Плохо только, что Николас почти не давал никаких внятных объяснений. Он молча плелся рядом с ней и никогда не заговаривал сам, только сжато отвечал на прямые вопросы. Аннабелл приходилось самой поддерживать разговор. Не то чтобы она возражала. Лишь время и терпение помогут убедить ребенка, что она ему не враг, и он начнет свободнее чувствовать себя в ее присутствии.
Или по крайней мере она надеялась, что так произойдет.
– Простите, я плохо вас расслышала, – ласково сказала она. – Будьте добры, повторите чуть громче.
– Портретная галерея.
– Ах, ну конечно, – откликнулась она, ступая по богатому турецкому ковру. – Какая же я глупая! Мне следовало догадаться, глядя на все эти прекрасные картины. Не могли бы вы рассказать мне, кто изображен на портретах?
Он лишь молча пожал узенькими плечами.
– Должно быть, это предки Кевернов, – ответила она за него.
Сердце ее тоскливо заныло, когда она попыталась представить, будто рассматривает непрерывную цепь собственных предков. Но ее родственники не были аристократами в пышных нарядах. Они скорее всего были слугами или торговцами – простолюдинами, не имевшими средств на то, чтобы увековечить себя на полотне.
– Знаете ли, вам очень повезло. Я никогда в жизни не видела портрета хоть какого-нибудь моего родственника.
Николас искоса бросил на нее настороженный взгляд. Хотя он ничего не ответил, Аннабелл увидела проблеск любопытства в его печальных зеленых глазах.
– Могу я поделиться с вами секретом, ваша светлость? – сказала она, чтобы подогреть его интерес. – Это очень важно. Но вы должны дать мне торжественное обещание, что не обманете мое доверие. Вы согласны?
После недолгого раздумья он осторожно кивнул.
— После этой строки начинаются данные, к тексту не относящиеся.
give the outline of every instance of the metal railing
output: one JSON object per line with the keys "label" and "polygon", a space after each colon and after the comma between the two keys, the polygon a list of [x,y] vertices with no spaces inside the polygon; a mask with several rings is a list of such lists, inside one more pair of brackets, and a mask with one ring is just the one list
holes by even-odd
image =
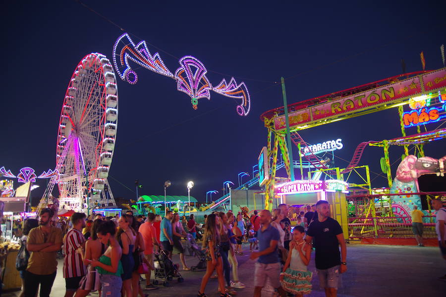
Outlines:
{"label": "metal railing", "polygon": [[[437,238],[435,223],[423,223],[424,238]],[[349,218],[350,238],[413,238],[412,222],[399,217]]]}

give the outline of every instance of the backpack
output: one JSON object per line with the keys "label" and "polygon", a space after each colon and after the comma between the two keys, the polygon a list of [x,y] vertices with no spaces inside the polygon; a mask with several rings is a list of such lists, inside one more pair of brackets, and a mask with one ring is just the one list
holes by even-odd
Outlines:
{"label": "backpack", "polygon": [[23,240],[20,243],[20,249],[15,258],[15,268],[18,271],[26,270],[29,259],[29,252],[26,249],[26,241]]}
Девушка подвела его к обтянутому парчой креслу, а сама присела на ближайшую скамеечку для ног, чтобы глаза их оказались на одном уровне. Затем, понизив голос до заговорщического шепота, произнесла:
– Здесь никто этого не знает, но я осиротела с самого рождения. Я никогда не видела моих родителей, не говоря уже о тетях, дядях, бабушках, дедушках и прочих родственниках.
Николас потрясенно заморгал, словно его поразило известие, что она когда-то была ребенком, да еще и сиротой при этом. Каким-то чудом с его губ сорвался невольный вопрос:
– Но… кто же тогда заботился о вас?
– Меня подкинули в школу для юных леди. Иногда мне бывало одиноко, но у меня нашлись друзья, которые меня поддерживали.
Большей частью друзья эти были среди прислуги, потому что девочки в академии не хотели иметь ничего общего с ученицей, принятой из благотворительности, – в особенности если над ней постоянно насмехалась сама директриса. Аннабелл придержала эти сведения при себе. Ни к чему было обременять Николаса неприглядными подробностями ее жизни в юности. Она только хотела, чтобы он понял, что и ей знакома щемящая боль сиротства.